Kaine was without doubt clumsy and slow-footed in his initial debate outing. He came armed with facts, but appeared overrehearsed, sometimes overstated his claims and lacked the artful polish of Pence, who has years as a radio and TV talk show host under his belt. Trump, too, has benefited from a finely honed theatrical sense gained from more than a decade as a network television star.
But the content of one's words must matter at least as much as how they are said. No democracy can thrive where its citizens are so easily duped by theatrics, unwilling to probe beyond a facile surface.

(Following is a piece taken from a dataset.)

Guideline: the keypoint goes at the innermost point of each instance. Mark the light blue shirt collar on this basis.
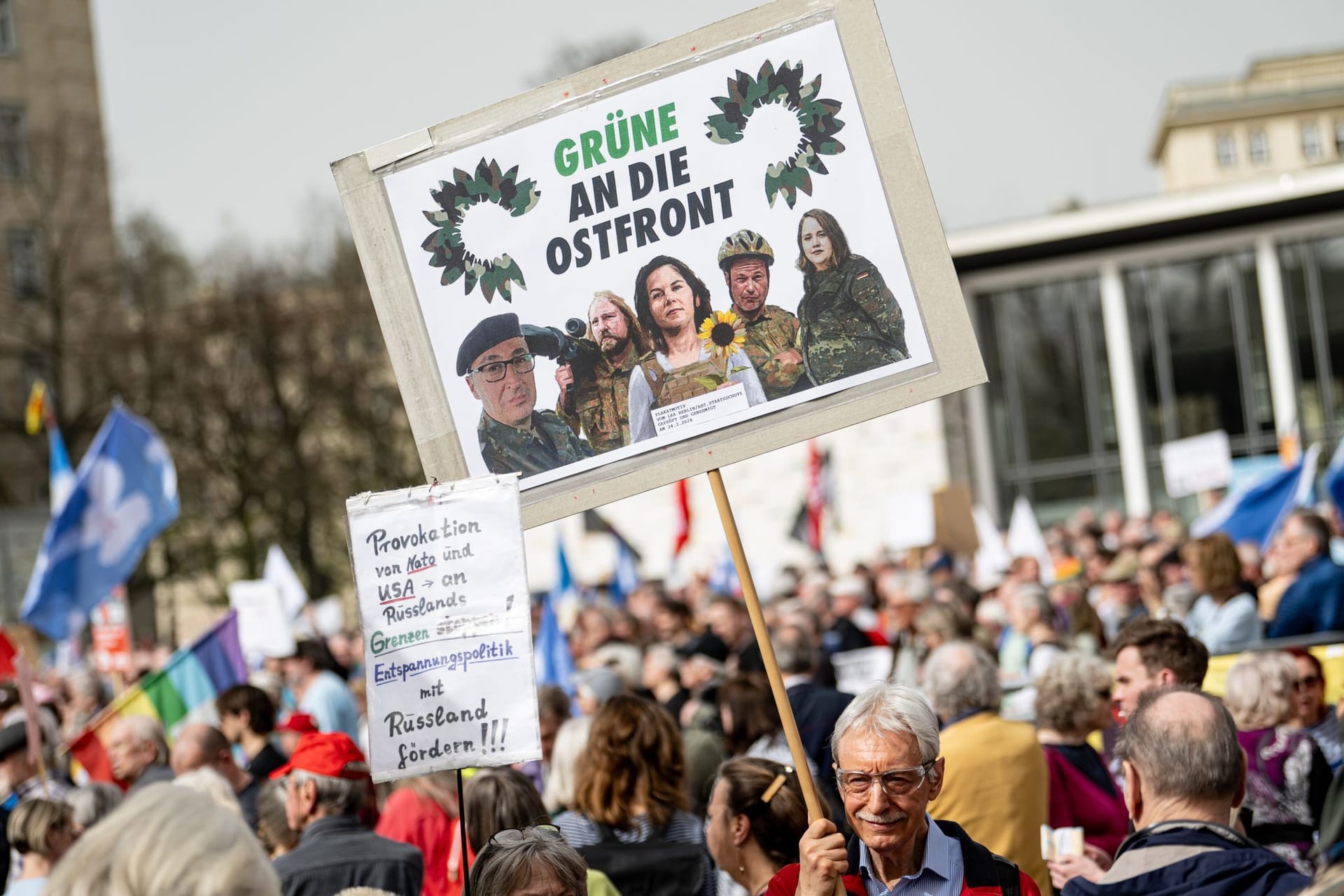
(937, 858)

Pence provided a measure of comfort for uneasy Trump supporters and perhaps for undecideds. He was calm and measured, and he is steeped in Republican ideology on fiscal and social issues. He comes across as what he is — a small-government conservative, through and through. But Pence clearly communicated something else — he was there less as Trump's defender than as someone who badly wants to be able to pick up the pieces once this is over and emerge as a contender in 2020.
In a deft skewering of his would-be boss, Pence responded to one attack on Trump by saying, with a completely straight face: "He's not a politician like you and Hillary Clinton and so things don't always come out the way he means." Thus does a skilled politician put the knife in his opponent and his running mate in one stroke.
Notably, at several points in the debate Pence didn't even attempt to defend Trump's often-offensive statements. That is understandable. He was in the unenviable position of having to stand up for a man who can barely draw a breath without insulting someone. It is easy to see why he often chose to remain silent rather than respond.
The effects of Tuesday's debate won't linger. Well, except perhaps for Pence's deathless comment about "whipping out that Mexican thing" again, which social media has turned into a rallying cry for Hispanics.
What is important as the nation enters the homestretch of one of the most tumultuous elections in modern history is that voters pay close attention to what the candidates say, not just how they say it.